Il est question de l’East-End de Londres dans la conversation ou dans un livre : tout de suite, sous mes paupières, se profilent des visions de bars brillamment éclairés, et à mes oreilles résonnent les ordres des consommateurs, « deux de bitter », « trois de scotch ». S’il s’agit du Quartier Latin[1], je me trouve immédiatement dans les cabarets d’étudiants, entouré de visages joyeux et d’esprits alertes, humant des absinthes fraîches et savamment diluées ; et les voix montent et dominent avec une ardeur toute latine, pour trancher la question de Dieu, de l’art, de la démocratie et autres problèmes non moins simples de l’existence.

Dans un coup de vent sur le Rio de la Plata, nous formons le projet, si nous sommes désemparés, de nous réfugier à Buenos-Ayres, « le Paris de l’Amérique », et me voilà assailli de visions ; je me représente les salles illuminées où s’assemblent les hommes, la gaîté avec laquelle ils lèvent leurs verres pour trinquer, les chants, les applaudissements et le bourdonnement des voix joyeuses. Au cours d’un voyage dans le Nord du Pacifique, lorsque nous eûmes rencontré les alizés, nous essayâmes de décider notre capitaine, qui était mourant, à cingler vers Honolulu, et, tout en le persuadant, je me revoyais en train de boire des cocktails sous les lanais et des breuvages pétillants à Waikiki, où le ressac se précipite.

Quelqu’un parle de la façon dont on fait cuire le canard sauvage dans les restaurants de San-Francisco, et immédiatement je suis frappé par l’éclat et le bruit de tables nombreuses, et je regarde de vieux amis à travers le rebord doré d’une coupe à long pied pleine de vin du Rhin.

Et c’est ainsi que je me suis posé le problème. Je n’aimerais pas revoir tous ces beaux coins du monde autrement que dans mes précédentes visites, c’est-à-dire autrement que le verre en main. Il y a dans cette expression même une sorte de magie ; elle en dit plus long que n’importe quel assemblage de mots du dictionnaire. C’est une coutume mentale à laquelle j’ai été entraîné toute ma vie, et qui a fini par s’incorporer à ma substance. J’aime le pétillement des bons mots, les rires énormes, le retentissement des voix d’hommes qui, le verre en main, ont fermé la porte sur la grisaille du monde et se tapent la cervelle pour accélérer leur pouls, leur bonne humeur et leur folie.

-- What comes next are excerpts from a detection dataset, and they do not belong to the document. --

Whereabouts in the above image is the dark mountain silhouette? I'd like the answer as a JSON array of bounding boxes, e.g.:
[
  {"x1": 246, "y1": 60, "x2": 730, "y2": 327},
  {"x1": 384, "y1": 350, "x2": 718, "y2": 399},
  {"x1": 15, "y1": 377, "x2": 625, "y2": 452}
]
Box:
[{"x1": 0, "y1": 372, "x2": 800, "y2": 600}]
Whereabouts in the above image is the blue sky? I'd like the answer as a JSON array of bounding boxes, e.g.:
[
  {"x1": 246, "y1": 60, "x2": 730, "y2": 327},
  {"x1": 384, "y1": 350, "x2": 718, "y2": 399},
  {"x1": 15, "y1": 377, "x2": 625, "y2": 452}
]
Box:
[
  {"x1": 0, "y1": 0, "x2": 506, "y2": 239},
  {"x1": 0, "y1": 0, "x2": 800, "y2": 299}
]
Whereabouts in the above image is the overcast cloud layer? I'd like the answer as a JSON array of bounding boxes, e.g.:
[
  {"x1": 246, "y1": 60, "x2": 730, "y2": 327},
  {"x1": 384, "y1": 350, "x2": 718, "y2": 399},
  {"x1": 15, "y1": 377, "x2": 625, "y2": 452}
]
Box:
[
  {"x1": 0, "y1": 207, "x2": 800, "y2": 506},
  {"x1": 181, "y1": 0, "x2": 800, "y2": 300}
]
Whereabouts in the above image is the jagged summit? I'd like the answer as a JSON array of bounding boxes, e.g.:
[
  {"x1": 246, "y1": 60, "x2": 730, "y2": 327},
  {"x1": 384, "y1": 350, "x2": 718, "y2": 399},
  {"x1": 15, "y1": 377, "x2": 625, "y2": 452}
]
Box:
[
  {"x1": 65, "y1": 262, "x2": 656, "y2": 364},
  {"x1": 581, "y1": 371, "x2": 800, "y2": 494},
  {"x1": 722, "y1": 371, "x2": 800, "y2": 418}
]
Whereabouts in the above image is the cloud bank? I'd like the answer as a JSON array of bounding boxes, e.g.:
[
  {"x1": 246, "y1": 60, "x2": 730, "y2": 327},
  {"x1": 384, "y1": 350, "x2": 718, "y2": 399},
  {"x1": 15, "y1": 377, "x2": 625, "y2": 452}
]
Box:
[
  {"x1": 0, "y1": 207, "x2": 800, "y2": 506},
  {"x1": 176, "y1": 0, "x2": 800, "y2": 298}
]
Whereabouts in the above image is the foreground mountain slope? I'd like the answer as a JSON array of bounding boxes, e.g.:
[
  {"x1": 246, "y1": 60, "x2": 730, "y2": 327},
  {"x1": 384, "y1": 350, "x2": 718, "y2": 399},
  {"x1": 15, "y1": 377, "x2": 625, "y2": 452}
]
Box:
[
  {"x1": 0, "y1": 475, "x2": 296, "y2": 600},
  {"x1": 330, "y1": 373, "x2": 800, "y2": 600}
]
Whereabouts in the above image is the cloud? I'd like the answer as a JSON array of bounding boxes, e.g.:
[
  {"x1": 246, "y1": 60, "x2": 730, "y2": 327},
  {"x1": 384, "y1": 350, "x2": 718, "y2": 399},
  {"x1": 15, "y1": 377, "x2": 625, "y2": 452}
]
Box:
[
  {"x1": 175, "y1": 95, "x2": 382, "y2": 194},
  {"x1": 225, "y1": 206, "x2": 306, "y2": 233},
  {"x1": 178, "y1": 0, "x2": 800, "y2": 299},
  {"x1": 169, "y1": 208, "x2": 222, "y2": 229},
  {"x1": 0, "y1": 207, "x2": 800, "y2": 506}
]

Non, c’est une affaire décidée. Je continuerai à boire quand j’en trouverai l’occasion. Devant tous les livres rangés sur mes étagères, devant toutes les pensées des hommes accommodées à mon propre tempérament, j’ai pris la résolution froide et bien arrêtée de persister à faire ce qui est devenu un besoin pour moi. Je boirai donc, mais plus savamment, plus discrètement que jamais. Jamais plus je ne serai une conflagration ambulante. Jamais plus je n’invoquerai la raison pure. J’ai appris à ne pas l’évoquer.

La raison pure gît maintenant, décemment ensevelie, côte à côte avec la longue maladie. Ni l’une ni l’autre ne m’affligeront désormais. Voilà bien des années que j’ai enterré la longue maladie ; elle dort bien ; et le sommeil de la raison pure n’est pas moins profond.

Cependant, pour conclure, je puis l’avouer, j’aurais bien voulu que mes ancêtres eussent banni John Barleycorn avant mon temps. Je regrette que ce personnage ait été partout florissant dans le système social où je suis né ; sans quoi je n’aurais pas fait sa connaissance, et il m’a fallu du temps pour le juger à sa valeur.

FIN

Copyright by Louis Postif, 1924.

  1. Au cours de l’année 1902, après avoir écrit Le Peuple de l’Abîme, à Londres, Jack London en profita pour faire une brève visite aux principales villes d’Europe et s’arrêta quelque temps à Paris. (N.D.T.)